Issue
I have a sed command that I need to execute through SSH. I'm coding in Python using Paramiko to SSH. The connection works and the sed command too. My problem is when I tried to merge them: I need to use sed as sudo (the sudo command works, I've test it with another command). Here's what I have:
session.exec_command("sudo bash -c \"" + """sudo sed -i "s/\"hostname\":" *"\".*\"/\"hostname\":" *"\"adddvariable\"/" /home/frappe/frappe-bench/sites/test-dev.site1.local/site_config.json""" + "\"")
The problem is that when this command run, the sed is considered 'unfinished', I get:
sed: -e expression #1, char 11: unterminated `s' command
I think it may be due to spaces in the sed command? I have no idea how to solve this one. I'm new to Python, Paramiko and SSH. Do someone know how to fix this?
Here's the full code if it helps:
ssh = paramiko.SSHClient()
ssh.set_missing_host_key_policy(paramiko.AutoAddPolicy())
ssh.connect(
hostname=server_address,
username=server_username,
key_filename=server_key_file
)
session = ssh.get_transport().open_session()
session.set_combine_stderr(True)
session.get_pty()
session.exec_command("sudo bash -c \"" + """sudo sed -i "s/\"hostname\":" *"\".*\"/\"hostname\":" *"\"adddvariable\"/" /home/frappe/frappe-bench/sites/test-dev.site1.local/site_config.json""" + "\"")

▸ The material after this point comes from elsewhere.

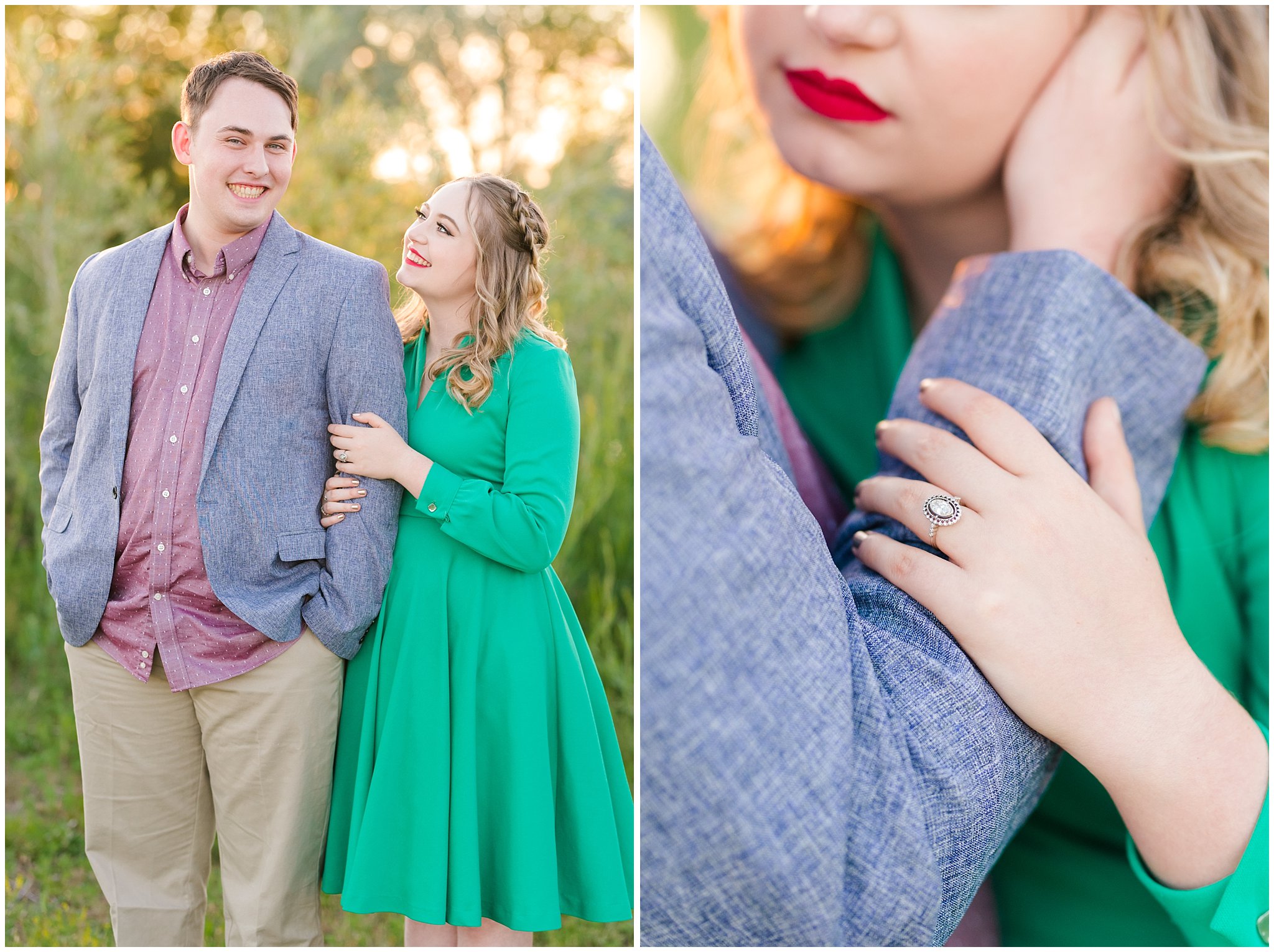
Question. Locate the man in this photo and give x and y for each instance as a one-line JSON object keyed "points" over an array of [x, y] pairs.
{"points": [[821, 762], [184, 454]]}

stdin = session.makefile('wb', -1)
stdout = session.makefile('rb', -1)
stdin.flush()
frappe.msgprint(_(stdout.read().decode("utf-8"))) # same as print(stdout.read().decode("utf-8"))
Solution
Your code is rather unclear. There should definitely be no need to run nested sudo
commands, and for a single command, wrapping it in sudo bash -c
accomplishes nothing and introduces a superfluous process and a significantly increased security surface, as well as significant quoting issues.
Your immediate problem is probably most easily solved by using single quotes instead of double quotes around the sed
script, and getting rid of the extra sudo bash -c
.
session.exec_command("""sudo sed -i 's/"hostname": *"[^"]*"/"hostname": "adddvariable"/' /home/frappe/frappe-bench/sites/test-dev.site1.local/site_config.json""")
I'm not entirely sure I was able to guess what the sed
command should really accomplish. This one replaces (what appears to be) a JSON key/value hostname
with "hostname": "adddvariable"
, replacing whatever the old value was.
The argument to sed -i
should be a single string; a pair of single quotes prevent the shell from breaking up and tokenizing or otherwise changing the text between the single quotes. You should basically always use single quotes if you don't specifically need the shell to perform variable interpolation and/or command substitutions in the string.